WAIS indexing with URLs

Kevin 'Kev' Hughes (kevinh@pulua.hcc.hawaii.edu)
Fri, 26 Nov 93 04:02:43 HST


Off of Marc's early documentation, I've put together the following
script using URL support in freeWAIS 2.0.2. However, using the feature
seems to break the -nocontents flag, so I've commented out the lines that
index image/code things. (It gets painfully slow if you have a lot of images.)
IMHO, I don't think it works all that well.
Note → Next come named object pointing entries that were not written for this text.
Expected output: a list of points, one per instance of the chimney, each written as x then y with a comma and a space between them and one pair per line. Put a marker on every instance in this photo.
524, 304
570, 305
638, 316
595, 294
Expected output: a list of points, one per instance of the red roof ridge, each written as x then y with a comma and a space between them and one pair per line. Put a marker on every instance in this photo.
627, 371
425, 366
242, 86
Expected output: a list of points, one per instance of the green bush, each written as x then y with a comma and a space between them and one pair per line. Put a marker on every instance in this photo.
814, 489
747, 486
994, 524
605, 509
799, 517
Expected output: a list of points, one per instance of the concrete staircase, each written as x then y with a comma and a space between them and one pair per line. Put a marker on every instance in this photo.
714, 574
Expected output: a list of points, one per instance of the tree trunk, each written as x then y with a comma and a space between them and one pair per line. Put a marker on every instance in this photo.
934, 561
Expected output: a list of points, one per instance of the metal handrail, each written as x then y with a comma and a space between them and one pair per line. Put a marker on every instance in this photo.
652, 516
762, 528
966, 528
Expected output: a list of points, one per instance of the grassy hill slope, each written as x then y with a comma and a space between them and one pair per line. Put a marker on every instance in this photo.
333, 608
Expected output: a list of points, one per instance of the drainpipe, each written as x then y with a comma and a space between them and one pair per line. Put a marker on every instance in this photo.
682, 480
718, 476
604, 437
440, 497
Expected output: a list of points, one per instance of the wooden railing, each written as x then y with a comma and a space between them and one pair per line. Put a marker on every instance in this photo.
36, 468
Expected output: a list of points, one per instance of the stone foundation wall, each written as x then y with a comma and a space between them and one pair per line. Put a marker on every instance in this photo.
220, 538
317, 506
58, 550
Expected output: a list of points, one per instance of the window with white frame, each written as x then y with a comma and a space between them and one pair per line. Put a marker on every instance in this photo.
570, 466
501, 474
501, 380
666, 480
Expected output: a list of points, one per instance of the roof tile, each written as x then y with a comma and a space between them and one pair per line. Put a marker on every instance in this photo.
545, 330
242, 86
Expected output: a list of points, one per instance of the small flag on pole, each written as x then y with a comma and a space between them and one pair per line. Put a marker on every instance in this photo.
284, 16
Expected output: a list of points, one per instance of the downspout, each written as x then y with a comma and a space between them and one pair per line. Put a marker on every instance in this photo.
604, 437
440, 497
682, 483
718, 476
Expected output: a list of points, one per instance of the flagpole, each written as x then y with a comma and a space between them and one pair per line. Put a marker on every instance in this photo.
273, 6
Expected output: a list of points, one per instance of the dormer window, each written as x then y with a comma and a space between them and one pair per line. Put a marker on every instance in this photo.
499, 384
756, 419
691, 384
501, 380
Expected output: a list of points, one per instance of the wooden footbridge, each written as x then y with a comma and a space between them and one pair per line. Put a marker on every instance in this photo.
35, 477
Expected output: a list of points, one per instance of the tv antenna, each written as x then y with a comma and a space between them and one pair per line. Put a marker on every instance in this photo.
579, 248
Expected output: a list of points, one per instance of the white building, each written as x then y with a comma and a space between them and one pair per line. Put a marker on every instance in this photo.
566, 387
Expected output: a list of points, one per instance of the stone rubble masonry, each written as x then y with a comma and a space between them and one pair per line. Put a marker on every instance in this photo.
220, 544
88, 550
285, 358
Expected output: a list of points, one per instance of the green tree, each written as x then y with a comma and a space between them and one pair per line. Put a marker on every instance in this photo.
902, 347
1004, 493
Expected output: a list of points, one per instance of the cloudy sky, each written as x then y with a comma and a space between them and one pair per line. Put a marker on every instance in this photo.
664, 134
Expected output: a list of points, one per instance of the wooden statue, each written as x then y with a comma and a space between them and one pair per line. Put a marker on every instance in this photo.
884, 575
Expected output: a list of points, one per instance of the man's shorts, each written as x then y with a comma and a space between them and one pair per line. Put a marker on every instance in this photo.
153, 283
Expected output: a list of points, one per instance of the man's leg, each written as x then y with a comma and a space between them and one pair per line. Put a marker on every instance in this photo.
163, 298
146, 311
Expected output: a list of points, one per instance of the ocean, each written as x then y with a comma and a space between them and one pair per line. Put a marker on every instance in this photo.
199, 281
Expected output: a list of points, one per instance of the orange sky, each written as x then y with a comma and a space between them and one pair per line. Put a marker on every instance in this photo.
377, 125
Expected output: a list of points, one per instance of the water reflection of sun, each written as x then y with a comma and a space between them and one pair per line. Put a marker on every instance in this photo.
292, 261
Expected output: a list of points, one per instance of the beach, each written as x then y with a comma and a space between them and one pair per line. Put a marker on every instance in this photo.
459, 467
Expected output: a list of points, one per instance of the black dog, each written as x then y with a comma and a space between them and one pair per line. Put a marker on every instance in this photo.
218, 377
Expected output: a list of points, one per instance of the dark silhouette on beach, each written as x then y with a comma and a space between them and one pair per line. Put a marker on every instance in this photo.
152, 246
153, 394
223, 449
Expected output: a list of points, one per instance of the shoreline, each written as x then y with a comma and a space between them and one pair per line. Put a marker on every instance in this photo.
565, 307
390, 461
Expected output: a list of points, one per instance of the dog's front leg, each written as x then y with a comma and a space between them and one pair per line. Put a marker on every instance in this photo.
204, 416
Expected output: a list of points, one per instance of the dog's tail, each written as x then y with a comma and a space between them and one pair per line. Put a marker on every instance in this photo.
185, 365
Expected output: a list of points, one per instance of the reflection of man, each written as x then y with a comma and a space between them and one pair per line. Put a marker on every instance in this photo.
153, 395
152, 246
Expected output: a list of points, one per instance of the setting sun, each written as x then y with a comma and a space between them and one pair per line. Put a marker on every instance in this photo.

I suppose I like
seeing the full URL more, but I still want it to refer to a real URL,
not this WAIS docid stuff.
For now, the index is going through

http://www.ncsa.uiuc.edu:8001/www.hcc.hawaii.edu:2010/index

-- Kevin

----

#! /bin/csh

set rootdir = /www
set index = /usr/local/etc/http/index
set indexprog = /usr/local/etc/http/waisindex
set url = http://www.hcc.hawaii.edu

cd $rootdir
set num = 0
foreach pathname (`du $rootdir | cut -f2 | tail -r`)
echo "Current pathname is: $pathname"
if ($num == 0) then
set exportflag = "-export"
else
set exportflag = "-a"
endif
$indexprog -d $index $exportflag -t URL $rootdir $url $pathname/*.html
$indexprog -d $index -a -t URL $rootdir $url $pathname/*.txt
# $indexprog -d $index -a -t URL $rootdir $url $pathname/*.ps
# $indexprog -d $index -a -t URL $rootdir $url $pathname/*.gif
# $indexprog -d $index -a -t URL $rootdir $url $pathname/*.au
# $indexprog -d $index -a -t URL $rootdir $url $pathname/*.hqx
# $indexprog -d $index -a -t URL $rootdir $url $pathname/*.xbm
# $indexprog -d $index -a -t URL $rootdir $url $pathname/*.mpg
# $indexprog -d $index -a -t URL $rootdir $url $pathname/*.c
@ num++
end
echo "$num directories were indexed."